Year of 2020 had been an omen for the entire world and India is no exception to dodge from this curse. Unemployment rose from 6.7% on 15 March to 26% on 19 April and then back down to pre-lockdown levels by mid-June. During the lockdown, an estimated 14 crore (140 million) people lost employment while salaries were cut for many others. More than 45% of households across the nation have reported an income drop as compared to the previous year. The Indian economy was expected to lose over ₹32,000 crore (US$4.5 billion) every day during the first 21-days of complete lockdown, which was declared following the corona virus outbreak. Under complete lockdown, less than a quarter of India’s $2.8 trillion economic movement was functional. Up to 53% of businesses in the country were projected to be significantly affected. Supply chains have been put under stress with the lockdown restrictions in place; initially, there was a lack of clarity in streamlining what an “essential” is and what is not. Those in the informal sectors and daily wage groups have been at the most risk.
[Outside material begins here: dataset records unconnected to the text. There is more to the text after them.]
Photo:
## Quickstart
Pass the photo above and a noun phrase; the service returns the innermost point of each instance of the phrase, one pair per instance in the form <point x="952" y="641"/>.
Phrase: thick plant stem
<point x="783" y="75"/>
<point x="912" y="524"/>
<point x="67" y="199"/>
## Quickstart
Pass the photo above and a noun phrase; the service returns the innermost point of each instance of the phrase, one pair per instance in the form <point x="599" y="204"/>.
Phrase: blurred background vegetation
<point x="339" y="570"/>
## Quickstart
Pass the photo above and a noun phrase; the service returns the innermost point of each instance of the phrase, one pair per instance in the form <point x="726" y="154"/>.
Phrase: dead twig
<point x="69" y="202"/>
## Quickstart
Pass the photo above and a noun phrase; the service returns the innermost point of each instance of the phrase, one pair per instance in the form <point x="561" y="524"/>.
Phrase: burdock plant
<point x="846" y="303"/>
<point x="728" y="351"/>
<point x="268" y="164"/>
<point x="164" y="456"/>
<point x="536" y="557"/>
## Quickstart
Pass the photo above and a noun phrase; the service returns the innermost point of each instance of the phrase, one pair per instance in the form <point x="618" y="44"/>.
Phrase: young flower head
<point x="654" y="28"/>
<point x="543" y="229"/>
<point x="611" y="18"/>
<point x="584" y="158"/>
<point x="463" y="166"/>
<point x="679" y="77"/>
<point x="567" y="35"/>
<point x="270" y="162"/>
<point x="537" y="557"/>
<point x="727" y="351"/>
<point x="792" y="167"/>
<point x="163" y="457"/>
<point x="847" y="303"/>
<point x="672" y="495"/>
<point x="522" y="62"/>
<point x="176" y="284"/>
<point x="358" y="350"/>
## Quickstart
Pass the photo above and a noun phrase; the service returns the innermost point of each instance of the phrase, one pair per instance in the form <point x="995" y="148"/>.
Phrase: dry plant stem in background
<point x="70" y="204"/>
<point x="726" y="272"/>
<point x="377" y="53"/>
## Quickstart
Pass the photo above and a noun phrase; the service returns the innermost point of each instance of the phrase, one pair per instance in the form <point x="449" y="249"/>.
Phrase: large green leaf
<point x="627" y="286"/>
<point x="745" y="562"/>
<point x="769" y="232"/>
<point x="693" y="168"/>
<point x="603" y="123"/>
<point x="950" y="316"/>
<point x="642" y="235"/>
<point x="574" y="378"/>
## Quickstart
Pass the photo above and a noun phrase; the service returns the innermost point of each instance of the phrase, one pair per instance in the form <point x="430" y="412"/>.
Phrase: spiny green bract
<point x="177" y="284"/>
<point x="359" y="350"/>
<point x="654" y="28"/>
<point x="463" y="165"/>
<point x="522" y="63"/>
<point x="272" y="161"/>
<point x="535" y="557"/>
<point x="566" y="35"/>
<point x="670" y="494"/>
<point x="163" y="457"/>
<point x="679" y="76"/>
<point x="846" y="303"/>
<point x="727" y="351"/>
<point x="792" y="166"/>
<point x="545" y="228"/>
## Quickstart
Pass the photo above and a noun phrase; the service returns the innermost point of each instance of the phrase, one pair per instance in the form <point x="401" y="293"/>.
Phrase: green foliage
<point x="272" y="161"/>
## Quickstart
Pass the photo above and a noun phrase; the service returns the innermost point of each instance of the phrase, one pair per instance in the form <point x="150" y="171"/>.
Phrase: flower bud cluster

A large number of farmers around the country who grow perishables also faced uncertainty.
The Government of India announced a variety of measures to tackle the situation, from food security and extra funds for healthcare and for the states, to sector related incentives and tax deadline extensions. On 26 March a number of economic relief measures for the poor were announced totalling over ₹170,000 Cr. The next day the Reserve Bank of India also announced a number of measures which would make available ₹374,000 Cr. to the country’s financial system. The World Bank and Asian Development Bank approved support to India to tackle the coronavirus pandemic.
Businesses across the world namely hospitality, entertainment, aviation etc have seen a major negative impact. Various sports events such as IPL and Olympics have been postponed. Schools and colleges have been closed. The virus has also disrupted the functioning of various online giants such as Amazon. Countries such as USA, Italy and Spain are suffering the most since their death toll is very high. Factories, Restaurants, Pubs, Markets, Flights, Super Markets, Malls, Universities and Colleges etc. were shut down. Fear of corona virus has limited the movement of the individuals. People were not even going to buy the daily essentials and these all were somewhere impacting the economy of the world as a whole. The Organization for Economic Co-operation and Development (OECD)reveals that they have cut their expectation for global growth to 2.4% from 2.9%, and warns that it could fall as low as 1.5%.
India faces a huge decline in government revenues and growth of the income for at least two quarters as the coronavirus hits economic activity of the country as a whole. A fall in investor sentiment impacts privatization plans, government and industry. The lockdown in India will have a sizeable impact on the economy mainly on consumption which is the biggest component of GDP. India’s total electronic imports is equal to 45% that of China. Around 1/3rd of machinery and almost 2/5th of organic chemicals that India purchases come from China. For automotive parts and fertilisers China’s share in India’s import is more than 25%. Around 65 to 70% of active pharmaceutical ingredients and around 90% of certain mobile phones come from China to India.
On the upside, better news on vaccines and treatments, and additional policy support can lead to a quicker resumption of economic activity. On the downside, further waves of infections can reverse increased mobility and spending, and rapidly tighten financial conditions, triggering debt distress. The Geopolitical and trade tensions could damage fragile global relationships at a time when trade is projected to collapse by around 12 per cent.